I've not clear how to pass from final interval to code value, for example:

Suppose we have the set of symbols={0,1,2,3} with probability={0.2, 0.5, 0.2 , 0.1} and that we have to encode a source S={2,1,0,0,1,3};

After the encoding process we'll have an interval $[ 0.7426, 0.7428 ) $.

Now the final step is to find the shortest representation to transmit and in the book the chosen value is 0.10111110001 = 0.74267578125.

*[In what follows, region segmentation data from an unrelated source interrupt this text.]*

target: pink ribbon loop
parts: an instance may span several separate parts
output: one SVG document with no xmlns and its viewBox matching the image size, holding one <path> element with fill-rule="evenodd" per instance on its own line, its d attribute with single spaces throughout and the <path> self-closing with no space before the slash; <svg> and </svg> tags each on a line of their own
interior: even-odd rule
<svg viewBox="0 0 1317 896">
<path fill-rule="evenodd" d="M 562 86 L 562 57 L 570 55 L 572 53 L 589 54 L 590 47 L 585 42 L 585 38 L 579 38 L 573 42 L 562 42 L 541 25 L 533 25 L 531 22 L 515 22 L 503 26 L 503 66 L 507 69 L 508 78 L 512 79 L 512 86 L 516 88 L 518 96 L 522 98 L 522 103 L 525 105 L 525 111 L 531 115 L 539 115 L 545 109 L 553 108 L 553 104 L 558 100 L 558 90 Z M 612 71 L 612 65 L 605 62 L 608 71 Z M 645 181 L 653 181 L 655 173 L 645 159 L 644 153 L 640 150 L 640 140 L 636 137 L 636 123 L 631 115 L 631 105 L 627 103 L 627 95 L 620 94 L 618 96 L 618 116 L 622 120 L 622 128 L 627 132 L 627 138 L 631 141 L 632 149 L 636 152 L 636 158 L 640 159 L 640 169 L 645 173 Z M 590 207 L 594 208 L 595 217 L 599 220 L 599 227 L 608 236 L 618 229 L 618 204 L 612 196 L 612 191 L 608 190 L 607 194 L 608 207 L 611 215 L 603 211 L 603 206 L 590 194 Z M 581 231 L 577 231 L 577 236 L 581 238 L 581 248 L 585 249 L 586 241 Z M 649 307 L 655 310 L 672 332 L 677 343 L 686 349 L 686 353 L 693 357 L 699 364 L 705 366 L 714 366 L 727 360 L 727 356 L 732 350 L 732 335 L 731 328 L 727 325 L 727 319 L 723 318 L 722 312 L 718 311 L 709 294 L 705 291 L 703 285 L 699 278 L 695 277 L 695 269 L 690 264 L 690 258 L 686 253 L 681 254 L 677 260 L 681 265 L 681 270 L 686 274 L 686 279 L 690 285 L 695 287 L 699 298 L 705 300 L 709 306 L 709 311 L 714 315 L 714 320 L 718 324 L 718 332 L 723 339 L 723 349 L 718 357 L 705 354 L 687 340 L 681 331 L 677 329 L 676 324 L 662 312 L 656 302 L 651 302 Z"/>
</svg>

How is it possible to calculate the shortest representation and the code value to transmit having the final interval?

Answer 1

You transmit the bit pattern of the left(smaller) end, until you either run out of bits or you find a difference of the left and the right (bigger) number. The first difference will have a 0 on the left side, and a 1 on the right side. If this 1 is not the last bit on the right side, you transmit this 1 and you are done, you transmitted the shorted number from within the interval.

a=0011001100
b=0011010010
->001101

If this 1 is the last bit you cannot transmit it directly, because then you would send exactly the right end which is not within the interval. In this case you have to continue sending bits from the left side, until you hit the next 0. Here you transmit a 1, and you are done.

a=00110010101
b=00110011000
->0011001011

Answer 2

One method that comes to mind is computing in tandem the next value (in lexicographic order), and storing enough bits to separate the two. This doesn't incur double computation, since most of the time carry lasts only for the few last symbols.